SCANA subsidiary South Carolina Electric & Gas and Santee Cooper on July 31 said they were ceasing construction of the Summer nuclear project.
SCANA’s preference was to complete one of the two reactors under construction and replace the second with a gas-fired plant, but after Santee Cooper decided on the “suspension of construction” of the nuclear project, SCE&G said it was not able to carry the financial burden alone. SCANA’s release was more definitive, saying it planned to abandon the project.
In Santee Cooper's statement, President and CEO Lonnie Carter said the state-owned electric power supplier would “continue investigating federal support and additional partners to see if we can make the project economical again.”
Among other things, spokeswoman Mollie Gore said Santee Cooper was working with members of Congress on an extension of the nuclear production tax credit and on revising the provisions of the PTC to allow the assignment of benefits. Santee Cooper, as a state agency, cannot use tax credits.
To be eligible for the nuclear PTC the reactors must be in operation by 2020. The House of Representatives in June passed a bill extending the PTC, but the bill has been sidetracked in the Senate by debate over the Affordable Care Act.
SCE&G’s most recent estimated completion date for the two reactors is 2022 and 2025.
In the hearing, Marsh said that in his conversations with Santee it was clear their desire was for the government to lend support to the project or for another partner to step in. But Marsh said SCANA had pursued those options for four months and had talked with “a couple of utilities.” But there were no takers.

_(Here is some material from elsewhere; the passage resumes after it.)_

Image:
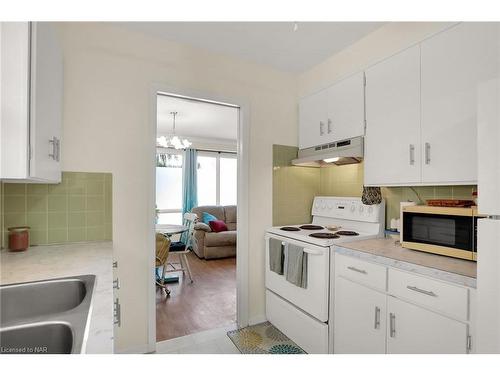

Marsh added that he would still be open to a partner coming into the project but also noted that it would take up to six months to negotiate a partnership agreement, during which time costs would continue to accrue.
He also noted that four years ago, Santee Cooper searched for a partner. Duke Energy was interested, but Marsh said Duke was not willing to assume an equal share of the project risk.
Marsh said he had been to Washington twice with Carter and his counterparts at Southern Co., which is building a similar nuclear project in Georgia, and had “very direct discussions with high officials in the White House, the Department of Energy, and other connected people to the energy business or sector, in Washington.”
He said the DOE did offer a loan, but said that “doesn’t help the situation we’re in.”
On further questioning, Marsh said that at a minimum it would take a couple of developments for SCANA to consider reversing its decision on Summer. One would be a governmental support to backstop the additional cost of completing the project so that ratepayers would not be further burdened, and the other would be an extension of the nuclear PTC, which he said has a value to SCANA of about $2 billion.
Marsh said that neither he nor anyone on his team had heard from Washington since the news of the abandonment of the Summer project broke.